After several days of feeling rudderless and strangely uncomfortable with my free time (free time?! What the heck is THAT?? I'm supposed to be BUSY!), I was thinking about how all the greats always say to choose what makes your heart sing, makes you lose track of time, and most importantly what you would do even if no one paid you to do it. 

And it hits me. Animals. That's it. I could spend hours in the company of animals. Lately, that's where I find much of my joy, just hanging out with my kitties Wynnie and Charlotte on the balcony as I read or garden or do paperwork. I'm volunteering with a group that delivers pet supplies to the homebound, either terminally ill or elderly. I've never met a dog that didn't deserve a belly rub or a kitty that didn't earn a chin scratch. Heck I like snakes and pigs and rats and everything in between. 

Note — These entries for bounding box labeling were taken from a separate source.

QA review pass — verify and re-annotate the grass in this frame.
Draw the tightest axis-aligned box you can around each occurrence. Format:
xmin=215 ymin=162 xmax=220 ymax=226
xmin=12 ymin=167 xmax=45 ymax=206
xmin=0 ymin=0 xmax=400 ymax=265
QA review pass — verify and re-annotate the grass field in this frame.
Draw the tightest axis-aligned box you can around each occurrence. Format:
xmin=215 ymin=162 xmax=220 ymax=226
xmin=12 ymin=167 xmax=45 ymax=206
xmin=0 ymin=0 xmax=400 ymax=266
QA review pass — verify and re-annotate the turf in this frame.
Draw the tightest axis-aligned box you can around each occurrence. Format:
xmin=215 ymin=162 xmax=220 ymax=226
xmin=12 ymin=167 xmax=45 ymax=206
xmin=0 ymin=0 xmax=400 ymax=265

And...I've actually been working on a project close to my heart. A series of children's books about my late, beloved kitty, Sal. 

Sal, Everybody's Pal. 

I decided to write the books after he passed away. I wanted kids to love him as much as everyone who knew him did, along the way teaching them that adopting from shelters is best, that animals deserve respect and unconditional love and that disabilities don't make an animal or a person any less loveable. 

I've worked sporadically on the project, enlisting the help of a talented friend to illustrate the books. She loves animals just as much as I do, and her art reflects that care and compassion. But we were nowhere near as far along as I liked. 

So during those days where I reflected on my future, I realized my gut was telling me to finish the Sal books. Days later, here I am in Durango, writing this on a farm with a very insistent kitten nipping my knee. My friend and I have made so much progress, we actually have a plan in place and I think we really are going to do this. In between our work sessions, we've gone for a muddy hike with two dirty dogs; we've cored apples (which we will can later); we've visited with baby trout, and hung out with some very vocal young goats. 

So much life. So much vitality. So far from traffic and talk shows and happy hour and shopping and calorie counting. 

It's exactly where I need to be. We have high hopes and big dreams for our project. But for now, the joy comes simply from creating, from seeing Sal and his friends take shape in our words and sketches. 

I'm only here for a few more days. We will fit in a trip to Mesa Verde, we will feed the trout, and perhaps visit the Arches National Park in Utah. 

Soon enough, I'll be back in LA.

But I'll head back happy with a clear head and an inspired heart. 


Most of us live such rushed lives, scheduling joy wherever it fits into our calendars. Perhaps in between the oil change and the spinning class. Or late at night, after the dishes have been put away. 

Being here on the farm has shown me busy is no substitute for true joy. 

I suggest we listen to our gut and choose joy. As often and as much as possible. 

It's our bread crumb trail back to ourselves.